«Un avvio di slancio, un percorso di ricerca comune e collettiva al quale collaboreranno coloro che ne sono testimoni. Una ricerca intorno allo spirito, al soul che si diverte molto a sottrarsi all’indagine, a provocare l’intelletto, a cambiare nome. Non vi è alcun dubbio che le cose che ci verranno dette saranno fonte di meraviglia».

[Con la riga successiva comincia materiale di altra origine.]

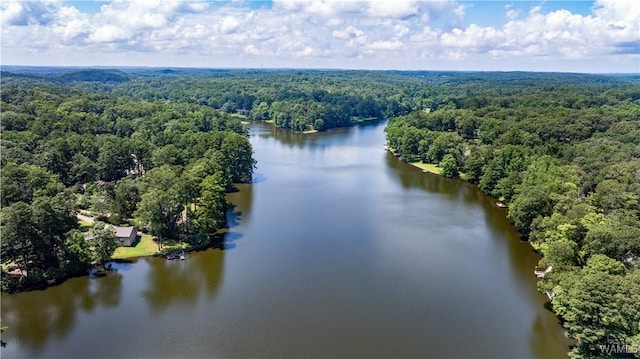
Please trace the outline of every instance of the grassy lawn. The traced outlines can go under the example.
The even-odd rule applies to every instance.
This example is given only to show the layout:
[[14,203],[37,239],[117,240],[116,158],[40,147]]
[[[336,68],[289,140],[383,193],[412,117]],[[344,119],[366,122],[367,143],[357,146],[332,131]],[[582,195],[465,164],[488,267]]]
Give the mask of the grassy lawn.
[[135,247],[118,247],[111,258],[124,259],[132,257],[151,256],[158,253],[158,244],[153,241],[153,236],[143,234]]
[[411,165],[418,167],[421,170],[435,173],[437,175],[442,174],[442,168],[440,168],[438,165],[434,165],[433,163],[411,162]]

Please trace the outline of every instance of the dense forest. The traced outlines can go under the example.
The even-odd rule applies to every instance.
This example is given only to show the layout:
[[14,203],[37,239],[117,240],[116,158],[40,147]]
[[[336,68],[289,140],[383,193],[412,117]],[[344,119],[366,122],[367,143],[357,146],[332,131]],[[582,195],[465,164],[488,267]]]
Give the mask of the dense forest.
[[[109,260],[118,243],[105,222],[148,231],[159,247],[169,238],[207,246],[224,225],[225,193],[252,179],[240,120],[208,106],[96,90],[95,78],[80,81],[86,75],[3,74],[3,290],[54,283]],[[81,210],[104,222],[82,233]]]
[[509,205],[574,358],[640,348],[640,85],[594,79],[466,84],[386,128],[396,155]]
[[640,347],[637,75],[8,68],[0,96],[3,290],[109,258],[109,231],[85,240],[80,210],[209,245],[225,193],[252,179],[240,120],[307,131],[389,118],[398,156],[509,206],[550,268],[539,290],[572,357]]

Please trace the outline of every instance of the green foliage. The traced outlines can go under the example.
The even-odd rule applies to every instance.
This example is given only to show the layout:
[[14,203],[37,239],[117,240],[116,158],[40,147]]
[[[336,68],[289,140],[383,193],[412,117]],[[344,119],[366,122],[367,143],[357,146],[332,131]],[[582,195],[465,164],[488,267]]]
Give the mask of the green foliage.
[[481,77],[482,87],[438,88],[450,98],[431,111],[391,119],[388,146],[440,162],[445,176],[457,162],[509,203],[509,218],[543,255],[538,266],[553,268],[538,288],[555,295],[577,340],[571,357],[640,343],[640,103],[627,96],[640,85]]
[[206,201],[207,230],[222,224],[233,181],[251,180],[253,151],[238,119],[191,96],[142,94],[149,84],[134,85],[136,76],[87,70],[0,79],[1,255],[3,269],[22,273],[3,271],[3,289],[46,285],[111,258],[119,244],[112,227],[93,228],[85,240],[75,231],[76,207],[111,223],[141,223],[160,243],[190,239],[205,178],[218,185]]
[[440,161],[440,167],[442,167],[442,175],[448,178],[458,177],[458,164],[456,159],[451,154],[446,154],[442,161]]
[[90,235],[98,263],[104,263],[111,259],[113,252],[120,246],[116,239],[115,229],[102,222],[96,222],[93,225]]

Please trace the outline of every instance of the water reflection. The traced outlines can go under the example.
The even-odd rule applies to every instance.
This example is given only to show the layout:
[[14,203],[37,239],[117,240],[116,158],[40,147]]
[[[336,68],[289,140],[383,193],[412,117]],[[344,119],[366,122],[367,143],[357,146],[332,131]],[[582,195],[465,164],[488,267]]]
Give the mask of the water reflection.
[[122,274],[116,271],[101,278],[72,278],[46,290],[2,294],[2,325],[9,328],[2,339],[8,347],[28,348],[28,357],[37,356],[48,341],[69,334],[78,312],[117,307],[121,297]]
[[184,261],[146,258],[147,288],[142,296],[152,312],[170,306],[193,306],[201,295],[215,297],[224,274],[224,251],[207,250],[189,254]]

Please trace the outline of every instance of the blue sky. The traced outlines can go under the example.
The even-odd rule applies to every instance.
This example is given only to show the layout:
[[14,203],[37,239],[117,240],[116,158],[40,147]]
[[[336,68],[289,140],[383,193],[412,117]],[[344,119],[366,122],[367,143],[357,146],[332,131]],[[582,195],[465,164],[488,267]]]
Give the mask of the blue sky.
[[640,1],[5,1],[3,65],[640,72]]

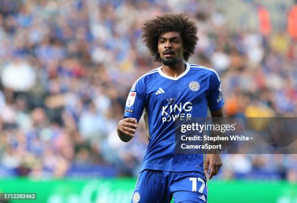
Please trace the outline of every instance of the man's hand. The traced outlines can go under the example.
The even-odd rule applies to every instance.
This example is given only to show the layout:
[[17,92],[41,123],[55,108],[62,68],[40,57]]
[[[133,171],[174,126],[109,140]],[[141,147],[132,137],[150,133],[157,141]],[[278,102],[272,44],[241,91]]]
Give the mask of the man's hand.
[[136,127],[136,118],[127,118],[118,121],[117,132],[120,139],[125,142],[129,141],[134,136]]
[[220,167],[222,166],[221,156],[219,154],[206,154],[206,160],[204,167],[204,172],[205,175],[208,172],[209,169],[209,179],[211,179],[213,176],[218,173]]

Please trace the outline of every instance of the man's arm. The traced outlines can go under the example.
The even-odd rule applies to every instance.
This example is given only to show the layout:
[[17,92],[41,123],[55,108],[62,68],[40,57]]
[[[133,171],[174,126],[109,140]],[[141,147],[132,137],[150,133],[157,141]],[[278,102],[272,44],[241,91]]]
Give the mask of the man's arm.
[[125,142],[130,141],[134,136],[134,133],[137,127],[137,121],[136,118],[126,118],[117,123],[117,135],[121,140]]
[[[223,107],[215,111],[211,111],[212,117],[224,117]],[[206,155],[204,172],[205,175],[209,169],[209,179],[211,179],[213,176],[217,174],[220,167],[222,165],[221,156],[218,153],[208,154]]]

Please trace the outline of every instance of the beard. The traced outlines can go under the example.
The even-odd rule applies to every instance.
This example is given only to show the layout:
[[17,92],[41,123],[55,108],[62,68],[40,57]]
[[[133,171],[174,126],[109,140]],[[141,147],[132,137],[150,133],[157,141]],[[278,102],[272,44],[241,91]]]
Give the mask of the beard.
[[176,65],[178,63],[178,60],[176,58],[171,58],[168,59],[162,59],[162,63],[165,66],[172,66]]

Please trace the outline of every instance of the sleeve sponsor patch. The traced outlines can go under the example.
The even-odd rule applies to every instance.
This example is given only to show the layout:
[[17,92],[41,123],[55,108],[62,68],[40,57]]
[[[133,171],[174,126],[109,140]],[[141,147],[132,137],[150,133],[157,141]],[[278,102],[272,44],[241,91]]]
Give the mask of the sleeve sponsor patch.
[[127,99],[127,102],[126,102],[126,105],[128,107],[132,106],[134,103],[134,102],[135,102],[136,94],[136,92],[130,92],[129,93],[129,95],[128,96],[128,98]]
[[125,112],[133,113],[133,109],[125,109]]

Nelle parole con cui il rettore dell’Università Cattolica del Sacro Cuore, Franco Anelli, apre nell’Aula magna dell’Ateneo la prima edizione di «Soul Festival di Spiritualità», c’è tutto il senso di un’iniziativa che per cinque giorni offrirà oltre 50 eventi gratuiti di diversa natura, tradizioni e discipline differenti. Volutamente diffuso in tanti luoghi significativi della città, il Festival, promosso dalla Cattolica e dall’Arcidiocesi di Milano sul tema «Meraviglia, la vigilia di ogni cosa», si inaugura con la lezione del notissimo scrittore Alessandro Baricco, «Tutto mi meraviglia», per la quale in Aula magna, nelle aule collegate, ma anche in streaming, si riuniscono centinaia di persone.
I saluti istituzionali
A rappresentare l’Arcivescovo è monsignor Luca Bressan, vicario episcopale per la Cultura, la Carità, la Missione e l’Azione Sociale e co-curatore del Festival, che, con un verso del poeta polacco Jan Twardowski – «Dio si è nascosto perché il mondo si vedesse, l’amore invisibile non fa schermo di sé» – spiega l’intenzione con cui l’Arcivescovo stesso e la Chiesa di Milano partecipano a «queste cinque giornate di Milano». Nel cui contesto, domenica 17 marzo all’alba, monsignor Delpini salirà sulle Terrazze del Duomo per un’esperienza meditativa accompagnata da lettura di brani letterari e musica. «Il nostro compito è quello di allenarci con disposizione, maestri e strumenti a scoprire la meraviglia», conclude monsignor Bressan.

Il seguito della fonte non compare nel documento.